Re-intervention and patient satisfaction rates following office radiofrequency endometrial ablation: a comparative retrospective study of 408 cases

ORCID Icon, , &
Pages 1358-1364 | Published online: 23 Oct 2021
 

Abstract

This retrospective study assessed the efficacy and long-term satisfaction of radiofrequency endometrial ablation outside the context of clinical trials in 408 women, and compared the outcome between office-setting (211, 52%) and day-case procedures under general anaesthetics (197, 48%). The Kaplan Meir time-to-event analysis showed that the cumulative number of women undergoing surgical re-intervention was 32 with a probability of 9.4% (95% CI: 6.3 − 12.5%) at 2–years, and 45 with a probability of 14.5% (95% CI: 10.3 − 18.2%) at 5–years. There was no statistically significant difference in the re-intervention rate between office and day-case groups (HR = 0.7, 95% CI: 0.68 − 3.1, p = .3). The satisfaction rate, measured by Visual Analogue Scale, was not statistically different (p = .5) between office (109; 80.7%) and day-case (96; 82.8%) groups. This study showed lower surgical re-intervention rate than previously reported in observational studies, and high rates of long-term women satisfaction. The outcomes were similar in office and day-case settings.

    Impact statement

  • What is already known on this subject? Previous studies have shown the safety and effectiveness of radiofrequency endometrial ablation for treating heavy periods. However, studies investigating it, outside clinical trials, either included a small sample size, a short-term follow-up, poor reporting so that it is impossible to judge whether some women underwent re-intervention in another centre, failed to discriminate in analysis between second-generation techniques, or assessed only short-term satisfaction.
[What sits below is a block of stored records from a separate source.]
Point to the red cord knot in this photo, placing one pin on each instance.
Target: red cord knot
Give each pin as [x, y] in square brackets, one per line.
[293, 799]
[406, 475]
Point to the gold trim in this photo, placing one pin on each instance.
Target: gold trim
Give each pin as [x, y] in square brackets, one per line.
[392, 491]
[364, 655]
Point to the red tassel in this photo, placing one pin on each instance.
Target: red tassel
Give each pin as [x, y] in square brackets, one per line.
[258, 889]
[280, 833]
  • What do the results of this study add? This is the largest series reported from a single centre and the first study reporting long-term satisfaction in women, outside clinical trials. Surgical re-intervention was used as the primary outcome measure which is an objective measure rather than the change in the monthly flow which is rather subjective. More importantly, the study records the similarity, in the outcome and women’s satisfaction rate, between office and day-case procedures under general anaesthetics.
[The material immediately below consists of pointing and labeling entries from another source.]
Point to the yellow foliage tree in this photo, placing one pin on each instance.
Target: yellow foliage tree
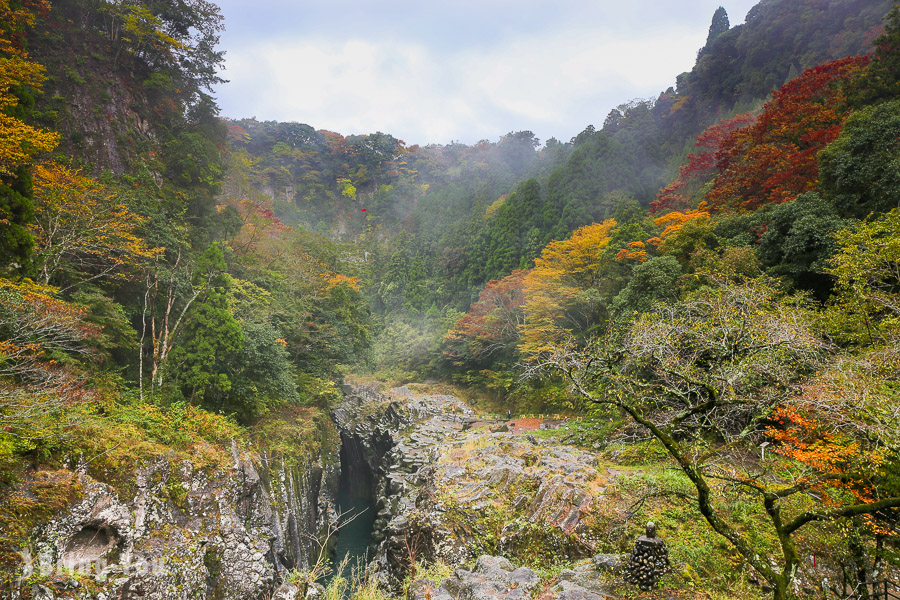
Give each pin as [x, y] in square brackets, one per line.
[82, 227]
[18, 141]
[561, 292]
  • What are the implications of these findings for clinical practice and/or further research? Endometrial ablation service is widely implemented in office-setting in the UK. We hope the result of this study encourages implementation on a larger scale in office across centres in the world with its multiple advantages both to women and service alike.

Ethical approval

Not available since this study is retrospective presenting anonymous data collected from hospital database. Consent for publication Not available since this study is retrospective presenting anonymous data collected from hospital database. The project was considered as "service evaluation"; therefore, ethics approval was not obtained. Service evaluation does not require ethical approval in the UK (University College of London (UCL) Research Ethics Committee, Citation2018; NHS Health Research Authority (HRA), Citation2020).

Disclosure statement

None of the authors has received any compensation for this research project. Hologic has not contributed in any capacity to this project or to the manuscript. The last author (AE) received honoraria for lecturing from Hologic.

Author contributions

AG: Data analysis and interpretation, statistical analysis, wrote the first draft of the manuscript, revised, and approved the final version.

SG: Study concept, data collection, data analysis and interpretation, revised and approved the final version of the manuscript.

LR: Data collection, data analysis and interpretation, revised and approved the final version of the manuscript.

AE: Study concept, supervised the work, data analysis and interpretation, revised and approved the final version of the manuscript.